Grandir, ou les 3 questions existentielles


L’enfant grandit, mais ne se voit pas grandir. Il pense que son vêtement a rétréci.

De même, l’âme qui grandit se sent un beau jour à l’étroit dans son costume trois pièces : son environnement de vie, ses relations et ses rôles. Peu importe quelle part de ce costume commence à la gêner aux entournures. Elle va finir par s’y sentir engoncée tel un épouvantail débordant de son veston troué, sans trop comprendre ce qui lui arrive.

Quant à la personne – le personnage-, elle va tenter en vain de rapiécer le vêtement, ne pouvant ni surtout ne voulant voir qu’il a fait son temps. Certains s’obstineront à le porter jusqu’à ne plus pouvoir bouger, condamnant ainsi l’âme à la paralysie ou l’étouffement.

Certaines âmes se résignent, et c’est la vie qui fuit.
D’autres se débattent, faisant craquer de toutes parts ce qui est devenu une camisole de force.
D’autres enfin se révoltent si bien qu’en un éclair rageur, les trois pièces du costume se retrouvent en lambeaux sur le sol.

C’est la crise existentielle, le naufrage ou le long tunnel. La forme importe peu. La vie que l’on contraint commence toujours par nous envoyer des messages. Si nous persistons à ne rien voir, elle finira par briser tous les barrages. Et la personne qui n’a d’autre radeau que le mental, se trouvera bien dépourvue, clamant qu’elle est maudite, ne voyant pas qu’elle est bénie, que tout conspire pour la guérison de sa cécité.

Car l’âme et la vie sont plus qu’amies, plus même que mère et fille : elles sont unies. Si l’une d’elles est touchée, l’autre crie.

La personne est comme qui dirait la cinquième roue de la charrette, la pièce rapportée, le personnage qui se prend pour l’auteur. Plus elle croit à son autonomie, plus elle s’agite pour garder l’illusion du contrôle. Non contente d’être aveugle, elle se met alors à devenir sourde à sa propre imposture, tout en prétendant chercher la vérité. Étrange théâtre que celui-là…

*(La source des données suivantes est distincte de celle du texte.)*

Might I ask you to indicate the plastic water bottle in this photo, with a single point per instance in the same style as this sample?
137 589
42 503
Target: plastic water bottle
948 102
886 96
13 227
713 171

En attendant, l’âme continue de grandir, nous obligeant à quitter nos vieux vêtements, à revoir cycliquement les trois questions existentielles : où vivre, avec qui vivre, quelle activité de vie choisir ?

Tout cela pour dire que j’ai fini par céder mon costume de treize ans tout rapiécé, avec l’écusson « Bruxelles Formation ». Pour l’instant, mon cœur gambade à travers champs, éperdu de l’ivresse du grand air, reconnaissant de sa liberté de mouvement. Il n’a pas l’intention de se laisser rhabiller de sitôt, sauf s’il s’agit d’un sincère juste-au-corps…

J’habite toujours à la même adresse, Dieu sait pour combien de temps. Mon cœur me parle chaque nuit de chants d’oiseaux, de fleurs sauvages et de coquins ruisseaux…

Aïe, je te sens suspendu à mes mots ! Va-t-elle quitter…? Eh bien non, avec Denis je vis, avec Denis je reste. Car auprès de lui, je me sens vivante et mon cœur chante.

Tout livre qui se referme, ouvre sur le grand mystère de la vie, la suprêmement blanche page de l’infini, où personne n’a jamais rien écrit. Permettez-moi donc de déposer mon stylo. Si l’Auteur désire le reprendre, qu’il s’avance : il est à Lui.